In keeping with the last few posts on the future of UK dentistry, Chris Barrow shares his top 10 observations about UK dentistry after 3 months of touring:
- The City is backing dentistry. The announcement last week that J D Hull has sold a £20m stake to a City investment banker is a sure sign that institutions and corporates are taking a look at the £3bn a year private dental market. Watch out for another Boots Dentalcare on the high street in 2007;
- The move towards private conversion gathers pace. At the 6-month revue of UDA targets, many principals have recognised that the letters “UDA” stand for
And so the exodus from the NHS continues – surprisingly in some areas such a Scotland and Northern Ireland where a version of nGDS has not even yet happened. Those practices who are converting and offering membership schemes are reporting rapid and successful uptake from patients who, in the main, are saying “we knew it would happen and can understand why.”
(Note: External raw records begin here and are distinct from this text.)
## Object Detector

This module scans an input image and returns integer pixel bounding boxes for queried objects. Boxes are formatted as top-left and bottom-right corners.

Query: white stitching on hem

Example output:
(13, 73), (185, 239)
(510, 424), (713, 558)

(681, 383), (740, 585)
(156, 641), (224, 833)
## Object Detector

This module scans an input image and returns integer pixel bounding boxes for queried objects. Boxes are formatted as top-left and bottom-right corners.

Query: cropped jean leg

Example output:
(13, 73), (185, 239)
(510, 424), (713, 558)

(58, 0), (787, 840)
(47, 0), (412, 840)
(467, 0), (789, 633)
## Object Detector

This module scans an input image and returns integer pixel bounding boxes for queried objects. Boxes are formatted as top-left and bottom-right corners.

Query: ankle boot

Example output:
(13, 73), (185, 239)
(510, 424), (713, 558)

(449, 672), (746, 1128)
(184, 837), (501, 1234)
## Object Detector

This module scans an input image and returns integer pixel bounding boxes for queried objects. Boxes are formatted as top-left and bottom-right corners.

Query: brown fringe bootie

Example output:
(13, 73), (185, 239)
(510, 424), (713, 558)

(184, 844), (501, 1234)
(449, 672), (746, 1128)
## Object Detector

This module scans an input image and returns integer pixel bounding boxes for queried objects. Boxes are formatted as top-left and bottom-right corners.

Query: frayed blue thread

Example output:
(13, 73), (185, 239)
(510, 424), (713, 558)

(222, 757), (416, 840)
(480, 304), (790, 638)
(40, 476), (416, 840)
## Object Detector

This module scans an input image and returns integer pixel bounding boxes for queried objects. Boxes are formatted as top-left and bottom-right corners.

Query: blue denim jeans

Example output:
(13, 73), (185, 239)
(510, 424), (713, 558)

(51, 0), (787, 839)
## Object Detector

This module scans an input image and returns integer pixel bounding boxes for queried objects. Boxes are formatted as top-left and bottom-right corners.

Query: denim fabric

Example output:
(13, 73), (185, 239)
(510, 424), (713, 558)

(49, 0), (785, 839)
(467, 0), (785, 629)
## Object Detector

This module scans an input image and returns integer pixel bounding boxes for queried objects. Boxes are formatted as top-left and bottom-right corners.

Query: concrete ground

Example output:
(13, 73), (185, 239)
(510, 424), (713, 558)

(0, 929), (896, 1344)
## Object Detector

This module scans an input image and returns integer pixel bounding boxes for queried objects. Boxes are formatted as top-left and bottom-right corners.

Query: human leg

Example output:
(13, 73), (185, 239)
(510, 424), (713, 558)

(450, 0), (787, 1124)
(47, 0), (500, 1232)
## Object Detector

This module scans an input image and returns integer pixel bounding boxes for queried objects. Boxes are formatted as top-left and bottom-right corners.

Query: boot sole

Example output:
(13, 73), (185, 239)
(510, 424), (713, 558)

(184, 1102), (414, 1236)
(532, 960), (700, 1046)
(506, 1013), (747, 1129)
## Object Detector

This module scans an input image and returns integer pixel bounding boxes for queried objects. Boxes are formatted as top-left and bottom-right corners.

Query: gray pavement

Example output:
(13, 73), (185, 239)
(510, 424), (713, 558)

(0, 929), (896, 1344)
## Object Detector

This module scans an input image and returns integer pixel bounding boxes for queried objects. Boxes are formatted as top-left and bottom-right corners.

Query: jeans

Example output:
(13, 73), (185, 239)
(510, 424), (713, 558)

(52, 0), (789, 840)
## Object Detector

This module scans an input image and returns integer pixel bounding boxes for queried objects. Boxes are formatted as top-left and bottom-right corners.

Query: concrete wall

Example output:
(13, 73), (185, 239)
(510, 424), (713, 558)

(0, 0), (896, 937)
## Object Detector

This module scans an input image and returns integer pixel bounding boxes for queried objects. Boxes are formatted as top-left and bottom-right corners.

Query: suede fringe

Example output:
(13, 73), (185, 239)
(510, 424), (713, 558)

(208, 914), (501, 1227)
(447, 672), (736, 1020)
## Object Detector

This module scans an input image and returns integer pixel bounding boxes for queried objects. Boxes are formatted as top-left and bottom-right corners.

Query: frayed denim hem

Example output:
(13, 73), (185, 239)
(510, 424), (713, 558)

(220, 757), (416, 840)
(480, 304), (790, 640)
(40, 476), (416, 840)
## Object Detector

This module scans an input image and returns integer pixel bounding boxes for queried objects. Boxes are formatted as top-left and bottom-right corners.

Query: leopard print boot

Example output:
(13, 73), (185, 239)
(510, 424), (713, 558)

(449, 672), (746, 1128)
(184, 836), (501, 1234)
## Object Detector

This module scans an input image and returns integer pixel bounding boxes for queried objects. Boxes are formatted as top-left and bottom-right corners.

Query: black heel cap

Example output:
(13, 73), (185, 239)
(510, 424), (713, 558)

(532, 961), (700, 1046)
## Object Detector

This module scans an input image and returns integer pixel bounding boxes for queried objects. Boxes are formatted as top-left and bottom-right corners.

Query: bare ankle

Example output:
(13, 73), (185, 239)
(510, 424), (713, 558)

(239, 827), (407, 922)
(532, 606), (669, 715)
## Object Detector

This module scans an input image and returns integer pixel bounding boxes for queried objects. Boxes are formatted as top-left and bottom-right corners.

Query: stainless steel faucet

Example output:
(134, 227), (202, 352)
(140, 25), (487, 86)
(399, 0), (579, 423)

- Smaller dental practices are becoming family businesses. I’ve noticed a new breed of practice managers emerging – either the male of female spouse of the principal, who is leaving full-time employment to concentrate on supporting their partner in developing the practice. Many of these spousal practice managers have either the experience of working in a corporate, of having run their own business or a degree in business management – and they are bringing a fresh and welcome perspective.
- Children are being offered private dentistry. There are many rumours that the “child-only” PCT contract will soon be consigned to history. Many practitioners have anticipated that by introducing a children’s’ version of their existing membership scheme. Acceptance levels from their parents are extremely high.
- Associate remuneration is beginning to fall. In London and the Home Counties, advertising for associate positions is moving down towards 35% or fixed salary. PCT’s are encouraging dentists to replace “expensive” associates on 50% contracts.
The success of an associate will become based on productivity targets being met. The ball park figures for an associate on a 50% contract are:
a.Up to £12,000 per month gross the principal is probably losing money at 50%, you should be paying 35%;
b.£12-15,000 per month, pay 40%;
c.£15-18,000 per month, pay 45%;
d.£18-21,000 per month, pay 50%;
e.Over £21,000 per month, pay 55%.
- Polish associates are starting to go back to Poland. That’s because they are being recruited to work in NHS practices that are offering 2 ½ minute check-ups and they are sick of it. Recruitment of immigrant associates is now about replacing those who are returning home. The latest recruits are from Portugal and Greece – the Polish phenomenon in dentistry is stabilising;
- Care nurses are slowly beginning to appear. Dentists are buying in to the “Paddi Lund” philosophy and passing more of the patient communication and treatment co-ordination to specially trained nurses. Therapists are still emerging and haven’t “happened” yet;
- Orthodontists are going private. Let’s face it – they have to! The PCT’s have mainly deserted them and the Government have decided that straight teeth for kids are a luxury that they are no longer prepared to pay for. So the teenagers who get braces will be those whose parents are willing to invest;
- Marketing is becoming more important. The Welcome Pack, Referral Card, Smile Check, Patient Journey, Corporate Image, Web site. All that stuff I’ve been blathering on about for ages – it’s all coming true! You have to be a successful retailer now to build a profitable dental practice. Crappy dental practices are looking crappier by the week!
- Sales are going to carry on increasing. The public are buying 90-minute tooth whitening, they are buying white fillings, they are buying “top banana” crowns, they are buying adult ortho, they are buying implants – and they are increasingly using finance schemes to spread the cost – you cannot afford to work without a good membership scheme to spread the cost of routine dental healthcare and finance schemes to spread the cost of cosmetic treatment.